Are your parents willing to have kiddo for a full day? If yes, let them. ‘I’m not comfortable’ smacks of excuse to get out of it.Your parents raised you-they must be fairly competent. It’s one day!

Mumof2teens79 · 09/12/2023 08:42

I am confused
Has the date changed.
You now have to.work on your child free day...which presumably was the day you were meant to go.
So you do have another day but have dc?

Walkaround · 09/12/2023 08:43

What is a “child free day”? Who was looking after your child when you were “child free” once a week? Surely you were child free every work day, with your child in nursery? And what has all that got to do with the day you were supposed to meet your friend, as presumably that was always a child and work free day by design? I’m afraid I don’t understand how you have got yourself into this position? Why was a space not booked in nursery for that day months ago???

MolkosTeenageAngst · 09/12/2023 08:44

I don’t understand, what was your original childcare plan? I don’t understand how that has changed, if the nursery don’t have space for her to do it as an extra day then that would have always been the case? So why did you agree to this if there was no way for you to get childcare?

Pipsquiggle · 09/12/2023 08:44

It sounds like the date of the meet up has not changed so what was the original childcare arrangement on this date? Not sure why you are bringing work commitments into it when the meet up date hasn't changed.

TBH bringing a DC /baby to a grown up catch up completely changes the dynamic and can be a PIA.
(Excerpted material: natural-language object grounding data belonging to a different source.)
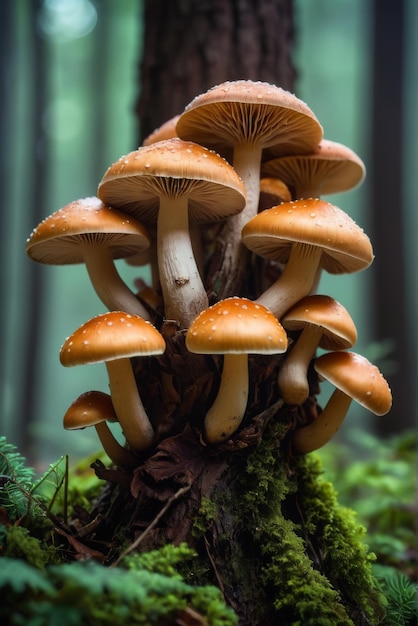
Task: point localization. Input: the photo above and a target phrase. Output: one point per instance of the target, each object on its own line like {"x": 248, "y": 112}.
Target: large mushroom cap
{"x": 173, "y": 168}
{"x": 253, "y": 112}
{"x": 337, "y": 327}
{"x": 314, "y": 222}
{"x": 236, "y": 326}
{"x": 330, "y": 168}
{"x": 355, "y": 376}
{"x": 111, "y": 336}
{"x": 59, "y": 238}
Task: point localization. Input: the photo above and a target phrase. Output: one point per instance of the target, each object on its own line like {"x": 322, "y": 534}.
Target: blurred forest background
{"x": 70, "y": 81}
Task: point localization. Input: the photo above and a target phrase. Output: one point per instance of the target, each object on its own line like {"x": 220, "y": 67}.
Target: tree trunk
{"x": 190, "y": 46}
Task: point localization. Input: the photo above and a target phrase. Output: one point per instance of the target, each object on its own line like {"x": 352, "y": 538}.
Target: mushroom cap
{"x": 236, "y": 326}
{"x": 110, "y": 336}
{"x": 338, "y": 329}
{"x": 253, "y": 112}
{"x": 315, "y": 222}
{"x": 330, "y": 168}
{"x": 89, "y": 409}
{"x": 173, "y": 168}
{"x": 57, "y": 239}
{"x": 165, "y": 131}
{"x": 355, "y": 376}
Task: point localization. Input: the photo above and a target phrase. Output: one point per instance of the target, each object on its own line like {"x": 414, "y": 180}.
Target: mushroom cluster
{"x": 223, "y": 202}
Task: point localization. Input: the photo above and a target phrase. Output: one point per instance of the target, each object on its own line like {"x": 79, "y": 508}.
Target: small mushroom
{"x": 324, "y": 323}
{"x": 113, "y": 338}
{"x": 330, "y": 168}
{"x": 87, "y": 231}
{"x": 306, "y": 234}
{"x": 173, "y": 182}
{"x": 354, "y": 378}
{"x": 95, "y": 408}
{"x": 246, "y": 117}
{"x": 234, "y": 327}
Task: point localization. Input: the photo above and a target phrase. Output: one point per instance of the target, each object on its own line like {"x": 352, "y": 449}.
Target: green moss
{"x": 19, "y": 543}
{"x": 90, "y": 594}
{"x": 339, "y": 540}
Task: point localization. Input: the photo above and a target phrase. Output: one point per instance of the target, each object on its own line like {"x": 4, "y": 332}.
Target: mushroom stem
{"x": 117, "y": 454}
{"x": 109, "y": 286}
{"x": 296, "y": 280}
{"x": 233, "y": 266}
{"x": 183, "y": 291}
{"x": 292, "y": 379}
{"x": 319, "y": 432}
{"x": 128, "y": 405}
{"x": 227, "y": 411}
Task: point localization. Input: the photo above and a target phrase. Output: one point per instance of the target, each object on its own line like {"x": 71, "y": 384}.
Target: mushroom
{"x": 234, "y": 327}
{"x": 306, "y": 234}
{"x": 246, "y": 117}
{"x": 354, "y": 378}
{"x": 88, "y": 231}
{"x": 324, "y": 323}
{"x": 273, "y": 191}
{"x": 330, "y": 168}
{"x": 113, "y": 338}
{"x": 95, "y": 408}
{"x": 175, "y": 180}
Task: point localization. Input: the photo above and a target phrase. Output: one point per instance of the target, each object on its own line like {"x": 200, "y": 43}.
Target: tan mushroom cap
{"x": 165, "y": 131}
{"x": 173, "y": 168}
{"x": 331, "y": 168}
{"x": 337, "y": 327}
{"x": 89, "y": 409}
{"x": 111, "y": 336}
{"x": 253, "y": 112}
{"x": 355, "y": 376}
{"x": 236, "y": 326}
{"x": 314, "y": 222}
{"x": 58, "y": 239}
{"x": 273, "y": 191}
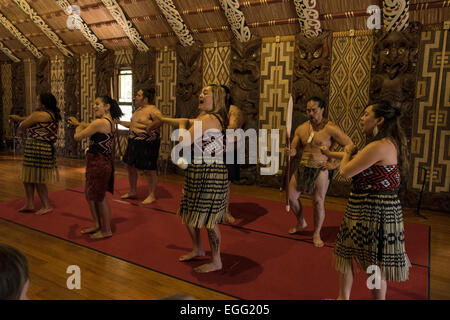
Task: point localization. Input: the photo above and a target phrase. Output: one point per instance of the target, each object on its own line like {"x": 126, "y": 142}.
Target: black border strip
{"x": 122, "y": 259}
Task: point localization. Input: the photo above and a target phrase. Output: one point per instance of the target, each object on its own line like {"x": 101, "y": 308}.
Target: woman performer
{"x": 39, "y": 160}
{"x": 372, "y": 231}
{"x": 99, "y": 163}
{"x": 204, "y": 201}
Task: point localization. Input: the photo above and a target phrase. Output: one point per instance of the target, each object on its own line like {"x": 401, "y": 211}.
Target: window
{"x": 125, "y": 95}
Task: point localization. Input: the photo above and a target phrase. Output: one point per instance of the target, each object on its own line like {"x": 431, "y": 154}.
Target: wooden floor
{"x": 105, "y": 277}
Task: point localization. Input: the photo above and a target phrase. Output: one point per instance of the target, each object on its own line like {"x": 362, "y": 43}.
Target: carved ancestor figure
{"x": 144, "y": 69}
{"x": 43, "y": 75}
{"x": 245, "y": 77}
{"x": 189, "y": 80}
{"x": 71, "y": 105}
{"x": 104, "y": 71}
{"x": 394, "y": 65}
{"x": 312, "y": 65}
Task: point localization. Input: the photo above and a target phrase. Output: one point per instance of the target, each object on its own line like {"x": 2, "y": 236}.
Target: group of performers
{"x": 372, "y": 230}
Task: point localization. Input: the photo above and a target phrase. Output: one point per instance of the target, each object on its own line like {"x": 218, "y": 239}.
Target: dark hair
{"x": 228, "y": 98}
{"x": 322, "y": 104}
{"x": 149, "y": 94}
{"x": 392, "y": 129}
{"x": 219, "y": 107}
{"x": 13, "y": 272}
{"x": 48, "y": 100}
{"x": 114, "y": 109}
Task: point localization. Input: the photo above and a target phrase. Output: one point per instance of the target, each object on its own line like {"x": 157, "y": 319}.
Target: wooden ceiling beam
{"x": 22, "y": 4}
{"x": 19, "y": 36}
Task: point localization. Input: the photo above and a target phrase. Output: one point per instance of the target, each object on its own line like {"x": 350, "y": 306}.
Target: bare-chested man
{"x": 236, "y": 120}
{"x": 315, "y": 169}
{"x": 143, "y": 148}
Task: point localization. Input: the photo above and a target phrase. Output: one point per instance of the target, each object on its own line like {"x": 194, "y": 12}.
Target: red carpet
{"x": 259, "y": 261}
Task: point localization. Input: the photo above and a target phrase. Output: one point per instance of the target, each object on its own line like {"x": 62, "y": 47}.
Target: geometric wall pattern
{"x": 57, "y": 89}
{"x": 216, "y": 65}
{"x": 87, "y": 91}
{"x": 165, "y": 99}
{"x": 430, "y": 145}
{"x": 277, "y": 60}
{"x": 6, "y": 78}
{"x": 349, "y": 83}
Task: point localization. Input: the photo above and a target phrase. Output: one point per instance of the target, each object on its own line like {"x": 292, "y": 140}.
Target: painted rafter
{"x": 176, "y": 22}
{"x": 308, "y": 17}
{"x": 22, "y": 4}
{"x": 19, "y": 36}
{"x": 118, "y": 14}
{"x": 8, "y": 52}
{"x": 84, "y": 28}
{"x": 236, "y": 19}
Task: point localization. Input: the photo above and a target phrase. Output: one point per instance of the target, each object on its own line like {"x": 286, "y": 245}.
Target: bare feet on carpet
{"x": 100, "y": 235}
{"x": 129, "y": 196}
{"x": 299, "y": 227}
{"x": 317, "y": 241}
{"x": 90, "y": 230}
{"x": 43, "y": 211}
{"x": 229, "y": 218}
{"x": 209, "y": 267}
{"x": 193, "y": 254}
{"x": 151, "y": 198}
{"x": 26, "y": 209}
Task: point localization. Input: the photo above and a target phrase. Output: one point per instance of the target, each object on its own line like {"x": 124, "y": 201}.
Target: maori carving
{"x": 312, "y": 65}
{"x": 104, "y": 72}
{"x": 395, "y": 14}
{"x": 43, "y": 26}
{"x": 43, "y": 75}
{"x": 244, "y": 86}
{"x": 19, "y": 35}
{"x": 308, "y": 18}
{"x": 84, "y": 28}
{"x": 18, "y": 85}
{"x": 176, "y": 22}
{"x": 189, "y": 80}
{"x": 394, "y": 65}
{"x": 72, "y": 103}
{"x": 236, "y": 19}
{"x": 8, "y": 52}
{"x": 144, "y": 69}
{"x": 118, "y": 14}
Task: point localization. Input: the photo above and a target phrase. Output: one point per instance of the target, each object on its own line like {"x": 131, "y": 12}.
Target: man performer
{"x": 143, "y": 147}
{"x": 315, "y": 169}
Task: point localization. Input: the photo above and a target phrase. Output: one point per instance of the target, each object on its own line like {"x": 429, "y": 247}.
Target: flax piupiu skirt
{"x": 372, "y": 233}
{"x": 205, "y": 195}
{"x": 39, "y": 162}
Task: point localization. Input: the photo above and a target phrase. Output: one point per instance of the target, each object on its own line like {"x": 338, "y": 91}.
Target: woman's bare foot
{"x": 299, "y": 227}
{"x": 90, "y": 230}
{"x": 26, "y": 208}
{"x": 149, "y": 199}
{"x": 317, "y": 241}
{"x": 129, "y": 196}
{"x": 193, "y": 254}
{"x": 43, "y": 211}
{"x": 209, "y": 267}
{"x": 101, "y": 235}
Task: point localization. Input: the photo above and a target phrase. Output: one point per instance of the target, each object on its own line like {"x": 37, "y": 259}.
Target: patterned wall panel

Bormalife · 09/12/2023 08:45

To clarify. I usually have two days off work a week. One day I have dc in childcare at nursery and one day I spend with them. Due to a huge influx of work I have had to postpone my annual leave in December (where I had been having the two days off a week) which means I am now working on the day dc is in nursery which is unusually my day off. I raised this two weeks before the lunch do didn’t think it was a huge problem and said I could either bring dc or do a date in January instead

OP posts:
GettingColdFeet · 09/12/2023 08:47

I read it as the OP had booked lunch on her usual child free day but now feels under pressure to work that day instead. OP can't change lunch/working dates as there are no other free days available at nursery and the grandparents can't have her child for a full day.

Honestly, unless you are always really flakey and have already batted off several other lunch dates, it's just one of those things. It's ok for your friend to be disappointed but equally life happens too. If she's not prepared to look at alternatives (distance, bringing your child, moving the date into 2024) then I'd probably stop booking things far in advance with her and move to do things with short notice when you know you're free.

Walkaround · 09/12/2023 08:47

You still aren’t making sense. Why arrange a child free lunch on a day you always knew you didn’t have childcare?!

Snugglemonkey · 09/12/2023 08:48

Notonthestairs · 09/12/2023 07:30

You've given two weeks notice of a cancelled lunch.
You haven't cancelled because you got a better offer but because a change of work plans and now have childcare issues.

You have offered alternative dates. .

I would consider that fair enough. But MN will bend over backwards to tell you that you deserve the pass agg treatment.

I agree. It is this kind of shite that makes me just avoid any arrangement that I cannot bring my baby to.